More cancers still to come


From The Marshall Islands Journal
April 15, 2005

 
By GIFF JOHNSON

A US study on cancer in the Marshall Islands released this week estimates that about 530 cancers attributable to radiation exposure could occur in the 13,940 people alive in the RMI in 1954 — and that more than 55 percent of these cancers are yet to develop or be diagnosed.

The report, prepared by the US government’s National Cancer Institute (NCI) at the request of the US Senate Committee on Energy and Natural Resources, also said that the baseline number of cancers expected to naturally occur in this population of 13,940 is about 5,600 — about half of which have yet to develop because the population was young in the 1950s, with a high percentage under 10 years of age.

The study was requested by the Senate committee in preparation for hearings and review of the RMI’s changed circumstances petition. It is dated September 2004 but did not get into circulation in the RMI until earlier this month after RMI officials became aware of it because it was referenced in a US Congressional Research Service assessment of the changed circumstances petition issued in mid-March this year.

Is the new NCI study helpful to the RMI or the US government in their opposing positions for and against additional compensation for nuclear test damages?

Some US officials are taking the view that since the Nuclear Claims Tribunal has awarded claims for more than 2,000 conditions, this shows that there has been “enough” compensation because the NCI study indicates only 530 cancers could be related to fallout exposure (almost half of the 2,000 Tribunal awards have been for non-cancerous health conditions).
Officials in the RMI, however, see it as vindication of the Tribunal’s administrative procedure for compensating certain cancers without regard to proof of exposure because cancers cannot be specifically identified as naturally occurring or radiation caused.

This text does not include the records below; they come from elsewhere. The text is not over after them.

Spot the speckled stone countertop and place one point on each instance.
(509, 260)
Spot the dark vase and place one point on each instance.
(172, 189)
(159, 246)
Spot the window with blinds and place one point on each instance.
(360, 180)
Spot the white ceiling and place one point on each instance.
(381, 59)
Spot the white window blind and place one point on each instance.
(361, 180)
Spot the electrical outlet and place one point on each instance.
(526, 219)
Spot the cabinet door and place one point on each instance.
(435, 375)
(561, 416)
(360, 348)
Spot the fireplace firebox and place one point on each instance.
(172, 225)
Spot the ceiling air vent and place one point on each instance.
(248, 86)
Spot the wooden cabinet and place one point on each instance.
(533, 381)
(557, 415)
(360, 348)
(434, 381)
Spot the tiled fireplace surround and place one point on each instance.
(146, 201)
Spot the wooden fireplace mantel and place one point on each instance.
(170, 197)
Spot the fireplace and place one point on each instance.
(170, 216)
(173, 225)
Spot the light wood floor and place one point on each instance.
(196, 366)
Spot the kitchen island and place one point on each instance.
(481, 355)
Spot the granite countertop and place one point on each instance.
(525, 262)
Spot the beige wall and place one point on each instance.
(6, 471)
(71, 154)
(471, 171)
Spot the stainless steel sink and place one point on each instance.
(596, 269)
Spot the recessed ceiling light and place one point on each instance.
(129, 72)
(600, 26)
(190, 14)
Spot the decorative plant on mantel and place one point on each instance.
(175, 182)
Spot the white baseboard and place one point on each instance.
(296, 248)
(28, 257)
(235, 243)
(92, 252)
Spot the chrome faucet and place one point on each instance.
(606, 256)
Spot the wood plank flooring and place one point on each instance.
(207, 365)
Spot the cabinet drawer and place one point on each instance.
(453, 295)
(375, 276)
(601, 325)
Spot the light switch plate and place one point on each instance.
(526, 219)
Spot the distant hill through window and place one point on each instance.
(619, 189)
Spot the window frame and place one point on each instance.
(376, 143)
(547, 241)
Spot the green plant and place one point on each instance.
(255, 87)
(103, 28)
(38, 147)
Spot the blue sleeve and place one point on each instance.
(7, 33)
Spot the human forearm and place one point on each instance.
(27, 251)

“We estimate that the nuclear testing program in the Marshall Islands will cause about 500 additional cancer cases among Marshallese exposed during the years 1946-1958, about a nine percent increase over the number of cancers expected in the absence of exposure to regional fallout,” the NCI study said.

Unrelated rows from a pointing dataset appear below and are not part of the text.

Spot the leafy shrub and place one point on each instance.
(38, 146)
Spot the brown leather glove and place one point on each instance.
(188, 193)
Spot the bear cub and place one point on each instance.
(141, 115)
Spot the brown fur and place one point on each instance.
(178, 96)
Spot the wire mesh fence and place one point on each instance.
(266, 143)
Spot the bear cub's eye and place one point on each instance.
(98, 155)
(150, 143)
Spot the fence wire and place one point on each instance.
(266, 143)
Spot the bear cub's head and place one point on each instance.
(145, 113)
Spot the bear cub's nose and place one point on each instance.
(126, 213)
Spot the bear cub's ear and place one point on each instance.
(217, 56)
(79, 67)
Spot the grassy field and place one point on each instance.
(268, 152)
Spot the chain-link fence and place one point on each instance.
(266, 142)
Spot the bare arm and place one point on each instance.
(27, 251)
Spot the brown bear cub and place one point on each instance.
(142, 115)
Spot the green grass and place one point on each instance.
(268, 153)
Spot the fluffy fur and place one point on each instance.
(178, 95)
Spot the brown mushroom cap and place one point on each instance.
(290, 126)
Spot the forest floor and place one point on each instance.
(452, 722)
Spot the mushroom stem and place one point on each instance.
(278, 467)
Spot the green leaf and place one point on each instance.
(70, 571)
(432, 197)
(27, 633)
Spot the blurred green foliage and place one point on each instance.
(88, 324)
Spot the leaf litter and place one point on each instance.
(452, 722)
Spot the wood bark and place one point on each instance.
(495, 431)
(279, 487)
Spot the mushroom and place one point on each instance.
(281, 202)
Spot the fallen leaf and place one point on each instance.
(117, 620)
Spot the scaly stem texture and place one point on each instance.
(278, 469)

“More than 85 percent of those radiation-related cases would likely occur among those exposed in 1954 on the atolls of Rongelap, Ailingnae, Ailuk, Mejit, Likiep, Wotho, Wotje and posssibly Ujelang,” the study said.
Curiously, the study authors do not mention Utrik, one of the so-called ‘four nuclear test-affected atolls’.

The study notes the generally poor quality of cancer data in the RMI and other Pacific Islands, and notes that there are some similarities between Micronesians and Polynesians in Hawaii. The authors of the study based their estimated baseline and excess risks cancers on “all-race rates” in the US, adjusted to reflect age-standardized rates for ethnic Hawaiians.

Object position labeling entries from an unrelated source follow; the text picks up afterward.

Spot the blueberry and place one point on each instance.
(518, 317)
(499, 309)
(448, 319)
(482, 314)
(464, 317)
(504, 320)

The authors of the study say that at lower dose levels the relation between the size of the radiation dose and radiation-related cancer risk (the higher the dose, the higher the risk) which is well established. But this “cannot be assumed to hold at the extremely high radiation doses to the thyroid gland and the colon estimated for the populations of Rongelap and Ailingnae,” the study says. The study, therefore, estimated the cancer risk for these two atolls at the upper limits — accounting for nearly 30 percent of the estimated 530 cancers caused by radiation.

In a letter to Senator Pete Domenici, who chairs the Senate Energy Committee, Dr. Andrew C. von Eschenbach, director of NCI, cautioned that the “estimated number of cancers to be expected is highly uncertain because 1) dose estimates are uncertain; 2) baseline cancer rates are approximate; and 3) organ-specific doses estimated for some atolls are so high that related radiation risks are not easily derived based on findings from studies of other opulations such as the Hiroshima and Nagasaki A-bomb survivors.”

He added, however, that the doses were estimated to avoid under-estimating the number of radiation-related cancers that might be expected to occur.